1.年金を確実に減らすマクロ経済スライド

11.今年の年金
 今年の年金は+0.1%で、安倍首相は胸を張っている。しかし、物価上昇は1%とされているので、実質0.9%の削減である。この削減はマクロ経済スライドによる。マクロ経済スライドの導入により、年金保険料を一定に押さえ、その範囲内で給付を調整するから年金制度が壊れることはないが、年金は自動的に削減される。制度は存続可能であるが、国民の暮らしを保障することは考えられていない。

12.マクロ経済スライドの仕組み
 公的年金の給付額(年金額)は毎年、賃金や物価の変動に合わせて改定されてきた。
 平成16年の改定で導入されたマクロ経済スライドでは、年金額改定の際に、年金額を賃金(物価)の伸びより低く調整し抑えることで、年金額を実質的に減らしてゆく。
 マクロ経済スライドによる調整期間中は、賃金や物価による年金の伸びから「スライド調整率」を差し引いて、年金額を改定する。調整率とは削減率のことである。スライド調整率=(公的年金全体の被保険者の減少率)+(平均余命の伸びを勘案した一定率0.3%)とされている。
<賃金(物価)が上昇した場合の例>
 例えば、賃金(物価)の上昇が1.5%でスライド調整率が0.9%だと年金改定率は+0.6%になる。賃金(物価)と比較して0.6%削減されることになる。(下図、上段)
<賃金(物価)の上昇が小さい場合の例>
 賃金(物価)の上昇が0.2%でスライド調整率が0.5%の場合には、名目額を下限とするため、年金額の変更はない。スライド調整率の年金を下げる効果は限定的になる。この例では年金額は賃金(物価)に比べ−0.2%の額に止まる。(下図、中段)
<賃金(物価)が下がった場合>
 賃金(物価)の下落分は年金額を引き下げるが、それ以上の引き下げは行わない。スライド調整の効果はなくなる。(下図、下段)

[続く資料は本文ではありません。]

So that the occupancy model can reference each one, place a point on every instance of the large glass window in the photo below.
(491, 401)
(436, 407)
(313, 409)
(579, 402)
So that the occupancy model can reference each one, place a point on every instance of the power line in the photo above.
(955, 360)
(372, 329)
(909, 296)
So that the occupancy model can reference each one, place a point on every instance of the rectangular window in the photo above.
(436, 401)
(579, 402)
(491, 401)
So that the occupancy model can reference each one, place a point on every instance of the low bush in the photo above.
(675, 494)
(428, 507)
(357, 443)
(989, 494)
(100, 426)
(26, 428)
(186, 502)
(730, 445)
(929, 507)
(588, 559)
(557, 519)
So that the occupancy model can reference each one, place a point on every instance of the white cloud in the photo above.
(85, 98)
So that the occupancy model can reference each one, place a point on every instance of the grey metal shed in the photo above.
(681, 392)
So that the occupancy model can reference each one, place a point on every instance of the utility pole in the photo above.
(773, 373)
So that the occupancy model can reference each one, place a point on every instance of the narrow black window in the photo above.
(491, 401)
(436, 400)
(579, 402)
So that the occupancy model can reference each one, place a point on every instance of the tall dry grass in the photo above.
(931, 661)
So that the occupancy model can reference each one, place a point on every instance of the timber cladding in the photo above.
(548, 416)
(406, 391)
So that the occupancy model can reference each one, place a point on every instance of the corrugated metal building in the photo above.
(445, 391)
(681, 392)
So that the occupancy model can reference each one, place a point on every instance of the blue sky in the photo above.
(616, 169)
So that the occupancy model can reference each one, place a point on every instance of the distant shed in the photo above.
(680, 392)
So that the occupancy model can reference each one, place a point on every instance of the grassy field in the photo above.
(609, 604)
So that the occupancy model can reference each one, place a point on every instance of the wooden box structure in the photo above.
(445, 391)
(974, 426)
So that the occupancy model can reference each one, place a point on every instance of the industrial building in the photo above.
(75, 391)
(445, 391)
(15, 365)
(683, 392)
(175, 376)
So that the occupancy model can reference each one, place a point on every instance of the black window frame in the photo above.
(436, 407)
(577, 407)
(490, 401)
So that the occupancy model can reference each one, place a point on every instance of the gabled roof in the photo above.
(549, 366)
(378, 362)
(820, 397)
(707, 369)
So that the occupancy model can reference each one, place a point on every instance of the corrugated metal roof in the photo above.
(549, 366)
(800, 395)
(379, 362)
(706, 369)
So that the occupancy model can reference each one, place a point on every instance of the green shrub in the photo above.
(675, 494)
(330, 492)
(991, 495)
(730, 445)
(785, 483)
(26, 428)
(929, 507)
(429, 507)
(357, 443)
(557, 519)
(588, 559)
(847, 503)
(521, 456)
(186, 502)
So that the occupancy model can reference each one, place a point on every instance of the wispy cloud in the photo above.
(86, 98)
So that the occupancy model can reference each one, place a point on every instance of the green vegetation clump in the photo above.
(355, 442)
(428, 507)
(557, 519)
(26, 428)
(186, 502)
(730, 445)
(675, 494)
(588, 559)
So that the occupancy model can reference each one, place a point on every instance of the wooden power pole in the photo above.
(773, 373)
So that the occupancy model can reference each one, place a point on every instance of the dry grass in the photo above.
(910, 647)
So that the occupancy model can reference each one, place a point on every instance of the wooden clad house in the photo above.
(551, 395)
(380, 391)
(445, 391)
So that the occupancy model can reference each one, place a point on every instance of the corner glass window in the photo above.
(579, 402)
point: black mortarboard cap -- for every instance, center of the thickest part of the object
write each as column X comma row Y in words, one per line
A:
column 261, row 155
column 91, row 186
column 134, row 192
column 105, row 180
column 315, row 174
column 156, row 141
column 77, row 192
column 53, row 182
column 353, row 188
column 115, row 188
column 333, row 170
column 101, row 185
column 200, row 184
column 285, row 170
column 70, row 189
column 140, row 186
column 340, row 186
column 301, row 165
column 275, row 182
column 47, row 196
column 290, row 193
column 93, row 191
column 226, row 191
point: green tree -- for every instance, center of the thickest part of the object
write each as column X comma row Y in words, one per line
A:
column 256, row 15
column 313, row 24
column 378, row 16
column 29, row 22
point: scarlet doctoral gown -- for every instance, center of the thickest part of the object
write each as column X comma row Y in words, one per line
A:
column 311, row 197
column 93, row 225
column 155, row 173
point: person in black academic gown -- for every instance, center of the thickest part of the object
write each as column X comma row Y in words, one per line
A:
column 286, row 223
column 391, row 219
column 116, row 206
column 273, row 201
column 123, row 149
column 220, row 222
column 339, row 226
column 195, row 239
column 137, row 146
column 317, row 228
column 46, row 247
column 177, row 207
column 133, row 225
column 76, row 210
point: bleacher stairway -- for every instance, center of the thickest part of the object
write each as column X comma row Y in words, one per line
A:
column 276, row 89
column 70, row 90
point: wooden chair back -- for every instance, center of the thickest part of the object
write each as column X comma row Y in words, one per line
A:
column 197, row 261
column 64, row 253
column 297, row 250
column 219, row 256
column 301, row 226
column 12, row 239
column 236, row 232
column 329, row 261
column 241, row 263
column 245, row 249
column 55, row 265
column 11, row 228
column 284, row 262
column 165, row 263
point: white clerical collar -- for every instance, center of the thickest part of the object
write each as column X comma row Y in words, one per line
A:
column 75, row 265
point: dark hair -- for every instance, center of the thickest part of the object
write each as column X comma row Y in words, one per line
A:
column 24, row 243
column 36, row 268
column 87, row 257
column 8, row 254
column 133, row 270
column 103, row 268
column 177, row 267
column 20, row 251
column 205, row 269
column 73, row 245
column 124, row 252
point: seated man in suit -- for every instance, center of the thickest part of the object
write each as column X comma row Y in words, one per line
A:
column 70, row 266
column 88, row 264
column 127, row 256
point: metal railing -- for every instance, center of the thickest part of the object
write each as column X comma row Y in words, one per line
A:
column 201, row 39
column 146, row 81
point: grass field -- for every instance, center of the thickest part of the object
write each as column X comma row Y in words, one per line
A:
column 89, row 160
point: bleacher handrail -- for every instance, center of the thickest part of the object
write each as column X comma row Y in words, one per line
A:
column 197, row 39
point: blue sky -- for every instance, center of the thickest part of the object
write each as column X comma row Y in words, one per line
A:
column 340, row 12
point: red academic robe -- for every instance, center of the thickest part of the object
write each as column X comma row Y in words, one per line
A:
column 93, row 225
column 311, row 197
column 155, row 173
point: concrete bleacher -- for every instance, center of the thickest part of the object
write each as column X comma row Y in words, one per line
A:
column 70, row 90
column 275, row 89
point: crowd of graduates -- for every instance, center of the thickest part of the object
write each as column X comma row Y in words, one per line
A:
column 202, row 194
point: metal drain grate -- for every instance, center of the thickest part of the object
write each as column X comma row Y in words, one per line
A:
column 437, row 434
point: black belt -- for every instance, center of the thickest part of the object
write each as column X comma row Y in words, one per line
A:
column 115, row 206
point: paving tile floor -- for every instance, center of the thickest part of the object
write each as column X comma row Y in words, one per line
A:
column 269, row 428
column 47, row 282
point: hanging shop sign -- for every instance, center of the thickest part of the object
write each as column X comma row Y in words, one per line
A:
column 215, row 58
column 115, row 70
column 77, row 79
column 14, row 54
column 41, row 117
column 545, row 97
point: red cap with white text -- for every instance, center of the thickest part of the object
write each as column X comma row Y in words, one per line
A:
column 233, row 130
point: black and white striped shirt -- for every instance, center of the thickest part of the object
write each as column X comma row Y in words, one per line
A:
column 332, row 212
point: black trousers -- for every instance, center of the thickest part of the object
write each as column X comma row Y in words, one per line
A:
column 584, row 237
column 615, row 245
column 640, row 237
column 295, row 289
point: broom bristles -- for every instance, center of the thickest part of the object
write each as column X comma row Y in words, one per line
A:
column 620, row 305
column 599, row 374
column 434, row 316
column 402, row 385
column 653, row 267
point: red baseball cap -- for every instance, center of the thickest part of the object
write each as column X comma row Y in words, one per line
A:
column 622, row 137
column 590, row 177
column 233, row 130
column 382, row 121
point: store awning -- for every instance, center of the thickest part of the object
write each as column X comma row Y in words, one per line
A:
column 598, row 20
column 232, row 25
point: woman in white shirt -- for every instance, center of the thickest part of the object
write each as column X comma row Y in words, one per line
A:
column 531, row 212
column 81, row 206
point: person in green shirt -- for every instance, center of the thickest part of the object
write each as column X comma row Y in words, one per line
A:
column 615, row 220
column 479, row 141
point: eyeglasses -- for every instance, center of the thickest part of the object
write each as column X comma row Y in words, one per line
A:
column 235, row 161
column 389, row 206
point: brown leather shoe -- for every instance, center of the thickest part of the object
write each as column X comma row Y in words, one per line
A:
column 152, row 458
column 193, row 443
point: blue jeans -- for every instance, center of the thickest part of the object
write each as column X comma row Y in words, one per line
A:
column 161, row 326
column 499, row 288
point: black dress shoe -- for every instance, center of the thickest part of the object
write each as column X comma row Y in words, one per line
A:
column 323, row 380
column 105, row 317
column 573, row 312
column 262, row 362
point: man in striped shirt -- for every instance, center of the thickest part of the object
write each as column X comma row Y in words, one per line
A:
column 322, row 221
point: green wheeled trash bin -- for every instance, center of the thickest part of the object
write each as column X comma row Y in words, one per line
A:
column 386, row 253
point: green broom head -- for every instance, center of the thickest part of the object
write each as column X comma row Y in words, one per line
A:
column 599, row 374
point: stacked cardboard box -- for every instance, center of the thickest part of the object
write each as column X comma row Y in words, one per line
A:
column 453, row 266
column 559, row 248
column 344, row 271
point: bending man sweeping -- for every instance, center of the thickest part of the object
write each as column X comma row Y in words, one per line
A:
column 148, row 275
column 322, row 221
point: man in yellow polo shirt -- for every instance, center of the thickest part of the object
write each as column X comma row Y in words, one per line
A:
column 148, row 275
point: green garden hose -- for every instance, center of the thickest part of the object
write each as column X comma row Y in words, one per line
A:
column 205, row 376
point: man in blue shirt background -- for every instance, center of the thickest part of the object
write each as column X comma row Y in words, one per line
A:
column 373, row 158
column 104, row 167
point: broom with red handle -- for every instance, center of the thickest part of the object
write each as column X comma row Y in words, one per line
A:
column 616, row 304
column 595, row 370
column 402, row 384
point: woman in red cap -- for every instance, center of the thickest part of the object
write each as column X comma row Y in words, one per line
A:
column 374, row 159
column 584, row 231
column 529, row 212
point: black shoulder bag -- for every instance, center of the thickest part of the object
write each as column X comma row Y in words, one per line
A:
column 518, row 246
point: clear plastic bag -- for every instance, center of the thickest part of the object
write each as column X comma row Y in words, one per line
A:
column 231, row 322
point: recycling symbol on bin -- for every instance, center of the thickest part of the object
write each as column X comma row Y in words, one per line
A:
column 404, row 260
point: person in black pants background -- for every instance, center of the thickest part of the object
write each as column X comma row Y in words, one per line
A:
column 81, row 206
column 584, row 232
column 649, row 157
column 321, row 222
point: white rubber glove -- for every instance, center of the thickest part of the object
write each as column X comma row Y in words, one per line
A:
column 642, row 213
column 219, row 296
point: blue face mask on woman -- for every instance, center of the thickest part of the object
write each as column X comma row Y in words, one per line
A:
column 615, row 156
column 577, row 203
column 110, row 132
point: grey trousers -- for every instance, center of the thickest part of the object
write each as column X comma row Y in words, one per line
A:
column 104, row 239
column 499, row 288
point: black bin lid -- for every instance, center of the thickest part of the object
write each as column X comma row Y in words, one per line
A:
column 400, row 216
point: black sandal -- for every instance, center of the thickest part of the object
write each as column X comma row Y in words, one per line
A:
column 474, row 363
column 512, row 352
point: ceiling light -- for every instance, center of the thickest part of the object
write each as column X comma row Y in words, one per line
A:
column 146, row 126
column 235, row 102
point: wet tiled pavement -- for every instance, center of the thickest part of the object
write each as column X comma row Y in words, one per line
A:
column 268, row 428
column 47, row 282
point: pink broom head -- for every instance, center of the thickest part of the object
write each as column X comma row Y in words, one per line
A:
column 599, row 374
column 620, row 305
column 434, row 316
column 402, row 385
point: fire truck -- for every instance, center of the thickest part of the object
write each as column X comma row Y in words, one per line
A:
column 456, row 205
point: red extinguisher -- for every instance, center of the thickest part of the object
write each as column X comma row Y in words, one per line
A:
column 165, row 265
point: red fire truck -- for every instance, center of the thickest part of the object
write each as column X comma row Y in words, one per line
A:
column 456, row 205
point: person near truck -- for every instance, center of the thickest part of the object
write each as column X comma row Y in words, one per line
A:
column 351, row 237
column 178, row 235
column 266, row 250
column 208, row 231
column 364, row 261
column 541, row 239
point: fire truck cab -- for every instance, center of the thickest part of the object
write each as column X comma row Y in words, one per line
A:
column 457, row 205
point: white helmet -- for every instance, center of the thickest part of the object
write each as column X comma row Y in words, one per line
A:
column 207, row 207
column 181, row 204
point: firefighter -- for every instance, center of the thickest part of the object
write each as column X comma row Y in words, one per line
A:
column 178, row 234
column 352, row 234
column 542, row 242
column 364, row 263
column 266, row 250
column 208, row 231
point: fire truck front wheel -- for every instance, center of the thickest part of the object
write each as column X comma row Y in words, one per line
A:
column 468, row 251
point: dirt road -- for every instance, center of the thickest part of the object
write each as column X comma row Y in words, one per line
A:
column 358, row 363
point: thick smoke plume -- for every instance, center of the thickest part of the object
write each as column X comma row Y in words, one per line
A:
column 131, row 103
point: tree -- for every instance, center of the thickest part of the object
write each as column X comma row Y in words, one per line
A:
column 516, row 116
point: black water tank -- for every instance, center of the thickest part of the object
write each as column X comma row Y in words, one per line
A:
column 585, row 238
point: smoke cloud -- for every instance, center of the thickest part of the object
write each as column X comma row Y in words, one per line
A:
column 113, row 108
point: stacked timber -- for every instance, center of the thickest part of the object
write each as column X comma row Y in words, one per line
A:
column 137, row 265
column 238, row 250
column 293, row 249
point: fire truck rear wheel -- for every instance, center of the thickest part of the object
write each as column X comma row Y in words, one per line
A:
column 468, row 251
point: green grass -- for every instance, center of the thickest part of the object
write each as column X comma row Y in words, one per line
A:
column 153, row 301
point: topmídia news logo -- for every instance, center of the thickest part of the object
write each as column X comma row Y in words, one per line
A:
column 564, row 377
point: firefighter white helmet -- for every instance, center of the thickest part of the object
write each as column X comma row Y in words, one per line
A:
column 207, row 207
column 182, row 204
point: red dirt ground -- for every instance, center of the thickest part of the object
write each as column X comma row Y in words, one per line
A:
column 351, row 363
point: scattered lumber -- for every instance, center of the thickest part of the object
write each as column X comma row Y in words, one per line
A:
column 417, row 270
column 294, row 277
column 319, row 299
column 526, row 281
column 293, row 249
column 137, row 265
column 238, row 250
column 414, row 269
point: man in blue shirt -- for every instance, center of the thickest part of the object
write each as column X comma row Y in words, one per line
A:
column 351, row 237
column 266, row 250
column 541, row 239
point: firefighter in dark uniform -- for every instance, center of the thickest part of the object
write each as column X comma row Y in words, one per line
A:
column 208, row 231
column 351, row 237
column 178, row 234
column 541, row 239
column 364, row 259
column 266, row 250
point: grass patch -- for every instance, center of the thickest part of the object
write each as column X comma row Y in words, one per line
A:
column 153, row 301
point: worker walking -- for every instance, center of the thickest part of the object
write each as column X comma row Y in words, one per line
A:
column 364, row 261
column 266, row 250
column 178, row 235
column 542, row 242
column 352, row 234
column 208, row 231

13.マクロ経済スライドによる調整のルールの見直し(平成304月~)
 賃金(物価)の上昇率が、スライド調整率に届かない場合(即ち景気後退期、不景気の時期)、その差をその後の賃金(物価)の上昇率が高くなった時(景気回復期、景気の良いとき)に、スライド調整率に追加することになった。これにより、一層確実に年金額を減らすことになった。これをキャリーオーバーといい、平成30年4月~導入された。
<今年度の計算>
 今年度はこのルールが適応された。物価変動率(1.0%)、名目手取り賃金変動率(0.6%)であった。この場合、調整率算定には名目手取り賃金変動率を用いられる。この名目手取り賃金変動率(0.6%)をベースに、スライド調整率(2.0%)とマクロ経済スライドの未調整部分(0.3%)を加味し、今年度の改定率は[0.6−0.2−0.3=0.1]%となった。
 このようにマクロ経済スライドは着実に年金額を減らす。

14.いつまで減らし続けるか。所得代替率について。
 マクロ経済スライドはいつまで続くのか? 政府は2043~44年まで続くとしている。
 所得代替率という耳慣れない言葉が出てくる。デジタル大辞泉によると「公的年金の給付水準を示す数値。モデル世帯(夫婦二人)の年金月額がが現役世代の男性の平均月収の何パーセントになるかを示す。

[補説]
 モデル世帯は、サラリーマンの夫が平均賃金で40年間働き、妻が40年間専業主婦の世帯。現役世代の男性の平均賃金34万8000円に対し、モデル世帯の年金額は21万8000円で、所得代替率は63.7%と試算されている(厚労省・平成26年財政検証結果より)」。この計算に当たって、年金には税・社会保険料込みで、現役男性の収入からは税・社会保険料を除いている。この計算方法では代替率が上がる。当然批判があるが、政府・厚労省は聞く耳は持たないようだ。これまで、政府は働いている現役世代の男性の半分以上の年金額があれば生活できるとし、最低50%の所得代替率を確保するとしてきた。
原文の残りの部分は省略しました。